Direct democracy is not efficient. Anyone who has tried to get things done with open public participation -- even at small-town level -- knows that. Turning the responsibility over to legislators, who then delegate most of the detailed work to paid employees, is a quicker way to get things done. It means fewer meetings and fewer arguments, at least at the early stages of policy moves, when few people know what’s going on.
Delegating the work to employees doesn’t shrink just time, though. It also shrinks the potential for imaginative, bottom-up solutions to today’s seemingly intractable and divisive public problems. As political divisions stymie the big, creative initiatives seemingly called for by the climate and other crises threatening the globe today, our communities offer seedbeds for solutions.

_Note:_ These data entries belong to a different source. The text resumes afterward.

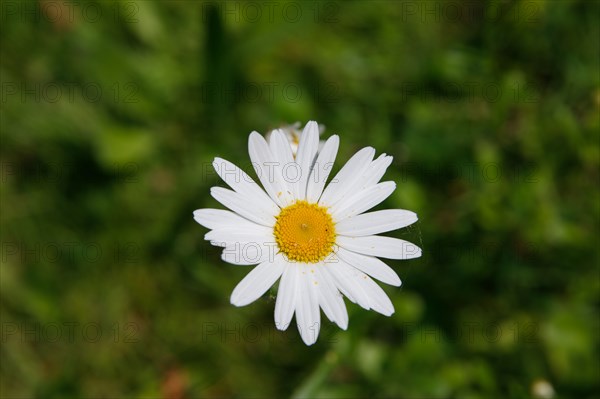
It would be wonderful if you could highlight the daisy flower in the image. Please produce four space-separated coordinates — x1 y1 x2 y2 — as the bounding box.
265 122 325 156
194 121 421 345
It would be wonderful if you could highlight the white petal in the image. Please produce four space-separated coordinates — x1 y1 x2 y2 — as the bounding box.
221 242 278 265
358 154 394 188
204 224 275 247
296 263 321 345
296 121 319 199
338 247 402 287
231 257 284 306
336 236 421 259
359 275 394 316
330 181 396 222
315 265 348 330
319 147 375 206
275 260 298 331
335 209 418 236
194 208 256 229
325 260 370 310
306 135 340 203
213 157 278 212
210 187 276 227
248 132 292 206
269 129 302 205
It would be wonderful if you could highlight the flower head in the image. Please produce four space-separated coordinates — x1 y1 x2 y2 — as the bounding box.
194 121 421 345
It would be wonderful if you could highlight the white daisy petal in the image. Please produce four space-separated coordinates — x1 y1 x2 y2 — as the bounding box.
338 247 402 287
306 135 340 203
315 265 348 330
360 154 394 188
269 130 302 206
330 181 396 222
210 187 275 227
325 260 370 310
248 132 291 206
194 208 256 229
275 260 298 331
295 121 319 200
231 257 285 306
358 275 394 316
335 209 418 236
213 157 279 209
296 263 321 345
319 147 375 206
221 242 278 266
194 121 421 345
336 236 421 259
204 225 275 247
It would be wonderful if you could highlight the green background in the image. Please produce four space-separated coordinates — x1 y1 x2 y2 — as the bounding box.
0 0 600 398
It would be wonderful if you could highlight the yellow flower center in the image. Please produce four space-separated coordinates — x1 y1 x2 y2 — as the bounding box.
274 201 335 263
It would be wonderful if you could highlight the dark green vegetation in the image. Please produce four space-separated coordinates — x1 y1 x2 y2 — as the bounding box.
0 0 600 398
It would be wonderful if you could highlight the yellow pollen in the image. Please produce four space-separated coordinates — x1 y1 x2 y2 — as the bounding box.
274 201 335 263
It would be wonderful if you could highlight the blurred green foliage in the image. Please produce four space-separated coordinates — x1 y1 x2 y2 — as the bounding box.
0 0 600 398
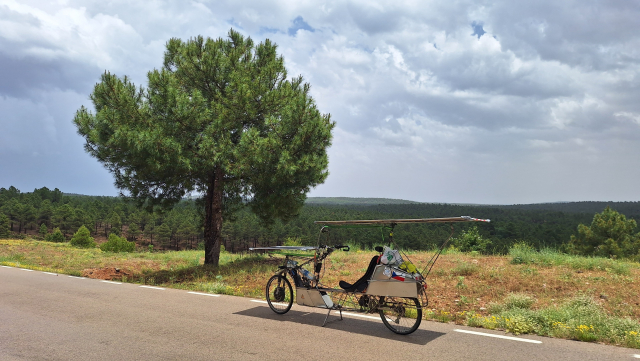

Towns and neighborhoods are where hope still exists for people of all political, social and religious bents to work together to find less polluting and more equitable ways of living.
Bloomberg News recently chronicled a fascinating tale of how the 1,750-person town of John Day in heavily Trump-supporting, once timber-producing Grant County, Oregon, came up with a plan to transform itself into, “the first self-sustaining community in the country.” It makes inspiring reading.
Towns run by direct democracy are a hallmark of New England. Camden exemplifies that better than many Maine towns, with power still residing directly in the citizens. This is evident in the long list of items put before the voters annually and sometimes more often, as with the special town vote last winter at the Snow Bowl on a contract for energy efficiency work on town buildings, which needed to be signed quickly in order to lock in low interest rates.
At that meeting, Camden voters not only approved the contract, they overwhelmingly endorsed climate-change goals that will require slashing fossil fuel use over time.
The Camden Select Board’s decision to impose an “hiatus” on its advisory committees came just a month after that highly successful and climate-supportive Snow Bowl gathering – even though Energy and Sustainability Committee debates helped resolve issues that could have derailed the energy efficiency contract.
These committees are an aspect of the 17th Century model of New England town government operating at its 21st Century best. They should not be tossed out in order to make the day-to-day tasks of town government simpler.
Yet the Select Board last month effectively extended indefinitely that hiatus on discretionary town committees that serve “at the pleasure of the Select Board.” The statutory Planning and Budget committees aren’t affected, but the Energy and Sustainability, Historic Resources, and Opera House committees and, apparently, the Camden Conservation Commission are.
It would seem that at least some of the Select Board members aren’t taking much pleasure in these committees and would rather they just went away. One clear exception is Marc Ratner.
Noting that his involvement with town government had started in such committees, Ratner made an eloquent plea for their continuation: “I’ve seen some really good things happen because it started with committees in this town… I would still like to see that creativity and engaging of people in helping their town [continue] without too many controls, so we hear what they have to say.“
Other Select Board members suggested that people could share ideas with board members just as well by email or in chance encounters in town. But how much input will there actually be, and how much account will Select Board members take of it, if they have just voted to put decades-old committees out-of-operation because they complicate life for the Select Board and the officials they hire?
This isn’t the only move of late to discourage Camden citizens’ direct involvement in official business. Plans for a park, farmers’ market, sports facilities and affordable housing units drawn up by a group of local residents, the Friends of Tannery Park, for the Apollo Tannery property on Washington Street was summarily rejected last winter by the Select Board in favor of proposals from out-of-town, for-profit developers.
Those proposals subsequently collapsed, as so many proposals by distant developers for that property have over the last decade. Planning for the tannery property is back to ground zero, and Friends of Tannery Park members are fed up and discouraged by a process in which their concerns were largely ignored.
These weren’t “nimby” types fighting to avoid use of this space for socially desirable goals such as subsidized housing. This is a local association working to do good both for their neighborhood and the town as a whole, including its less advantaged residents. This is the kind of innovative effort our town – and our country – need.
The frustration of town officials and Select Board members who have to listen to town committees and neighborhood associations rather than just getting on with doing things their way is understandable. And their way is often a good way.
But Camden, like so much of this country and the world, will end up a better place if as many as possible of the people who live here are involved in as much decision-making as possible. It’s been – and should remain -- the Camden way.